Then he wired Andrew Daney a long telegram of instructions and a stiff raise in salary.
“The boy has a head like a tar-bucket,” he concluded. “Everything I ever put into it has stuck. We are going to frolic round the world together, and we will be home when we get back.”
Donald was twenty-four and The Laird fifty-eight when the pair returned from their frolic round the world—Donald to take up this father’s labors, The Laird to lay them aside and retire to The Dreamerie and the books he had accumulated against this happy afterglow of a busy and fruitful life.
Donald’s mother and sisters were at The Dreamerie the night the father and son arrived. Of late years, they had spent less and less of their time there. The Laird had never protested, for he could not blame them for wearying of a little backwoods sawmill town like Port Agnew.
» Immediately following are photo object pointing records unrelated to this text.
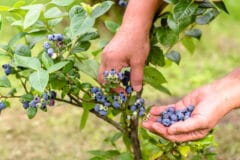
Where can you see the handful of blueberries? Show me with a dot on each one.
(171, 115)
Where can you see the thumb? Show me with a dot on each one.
(136, 76)
(187, 126)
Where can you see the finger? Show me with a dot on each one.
(136, 76)
(188, 136)
(189, 125)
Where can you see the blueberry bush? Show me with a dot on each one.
(55, 50)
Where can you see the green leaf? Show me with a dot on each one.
(102, 8)
(167, 37)
(89, 67)
(27, 62)
(86, 109)
(184, 9)
(32, 111)
(53, 12)
(32, 15)
(156, 56)
(221, 5)
(112, 26)
(195, 33)
(4, 82)
(15, 38)
(62, 2)
(56, 67)
(207, 17)
(189, 44)
(4, 8)
(152, 76)
(174, 56)
(39, 80)
(184, 150)
(23, 50)
(81, 47)
(47, 61)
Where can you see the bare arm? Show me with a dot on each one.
(130, 46)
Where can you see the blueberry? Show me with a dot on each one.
(37, 99)
(50, 51)
(33, 104)
(2, 106)
(53, 94)
(129, 89)
(190, 108)
(45, 96)
(133, 108)
(166, 122)
(25, 104)
(97, 107)
(50, 37)
(116, 104)
(171, 109)
(173, 117)
(46, 45)
(141, 113)
(51, 102)
(103, 113)
(122, 3)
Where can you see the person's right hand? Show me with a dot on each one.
(128, 48)
(210, 106)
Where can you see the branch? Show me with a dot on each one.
(79, 104)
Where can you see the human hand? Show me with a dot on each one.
(209, 109)
(128, 48)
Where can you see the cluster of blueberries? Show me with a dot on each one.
(2, 106)
(122, 3)
(103, 103)
(47, 46)
(7, 69)
(171, 115)
(42, 102)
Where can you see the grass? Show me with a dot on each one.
(56, 134)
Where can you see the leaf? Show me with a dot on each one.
(81, 47)
(27, 62)
(62, 2)
(32, 15)
(15, 38)
(184, 150)
(221, 5)
(153, 77)
(80, 23)
(47, 61)
(195, 33)
(112, 26)
(174, 56)
(189, 44)
(4, 82)
(86, 109)
(23, 50)
(184, 9)
(53, 12)
(207, 17)
(156, 56)
(56, 67)
(102, 8)
(32, 111)
(90, 67)
(39, 80)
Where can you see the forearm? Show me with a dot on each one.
(139, 15)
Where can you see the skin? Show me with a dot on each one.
(211, 102)
(130, 46)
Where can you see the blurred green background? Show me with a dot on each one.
(56, 134)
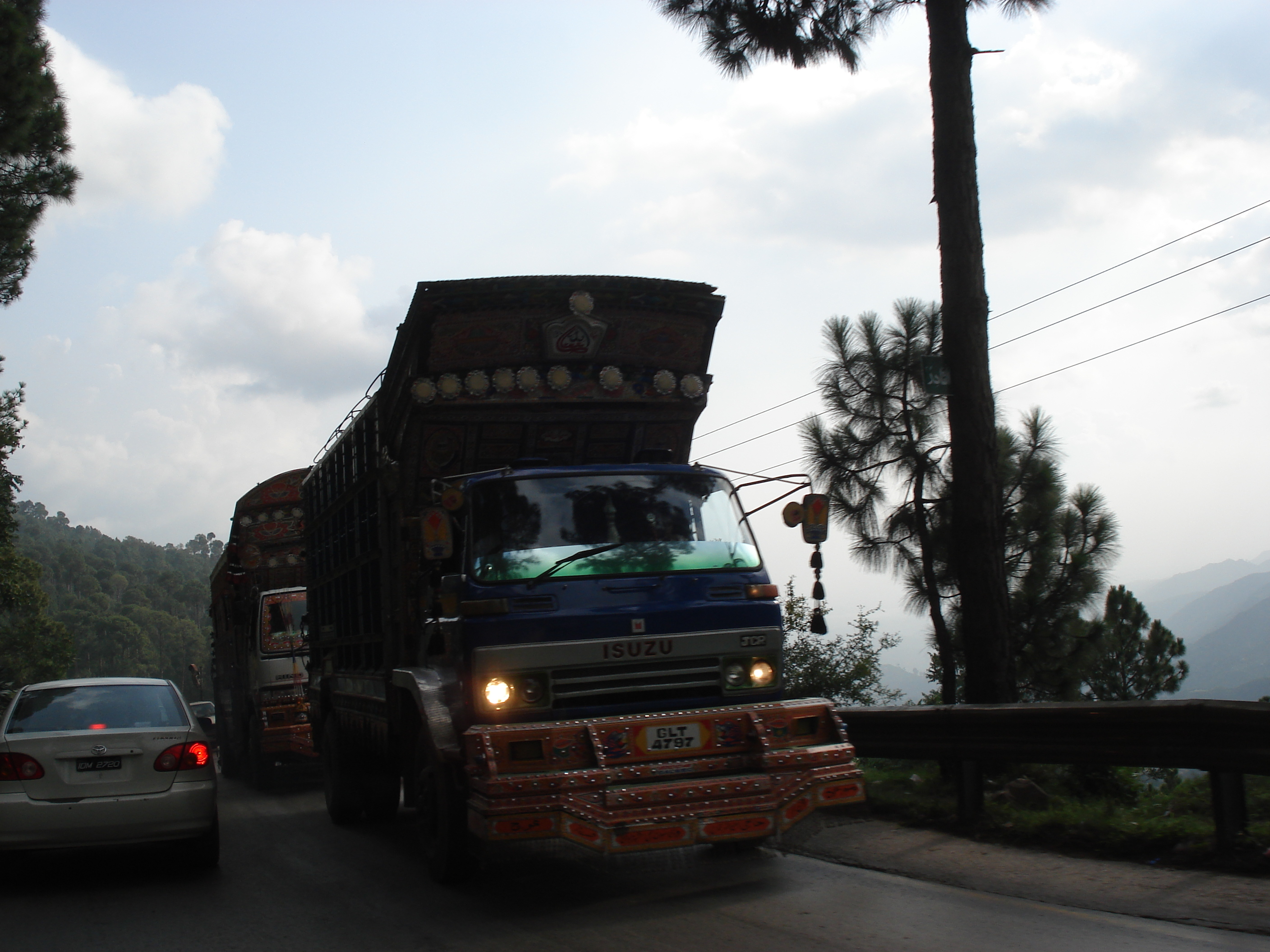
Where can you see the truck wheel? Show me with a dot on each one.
(343, 803)
(383, 796)
(441, 819)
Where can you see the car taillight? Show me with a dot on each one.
(184, 757)
(19, 767)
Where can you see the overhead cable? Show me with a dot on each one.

With his ability to think calmly, clearly, and unselfishly, he had long since realized that eventually his girls must marry; now Elizabeth was twenty-six and Jane twenty-eight, and Mrs. McKaye was beginning to be greatly concerned for their future. Since The Laird had built The Dreamerie in opposition to their wishes, they had spent less than six months in each year at Port Agnew. And these visits had been scattered throughout the year. They had traveled much, and, when not traveling, they lived in the Seattle house and were rather busy socially. Despite his devotion to his business, however, The Laird found time to spend at least one week in each month with them in Seattle, in addition to the frequent business trips which took him there.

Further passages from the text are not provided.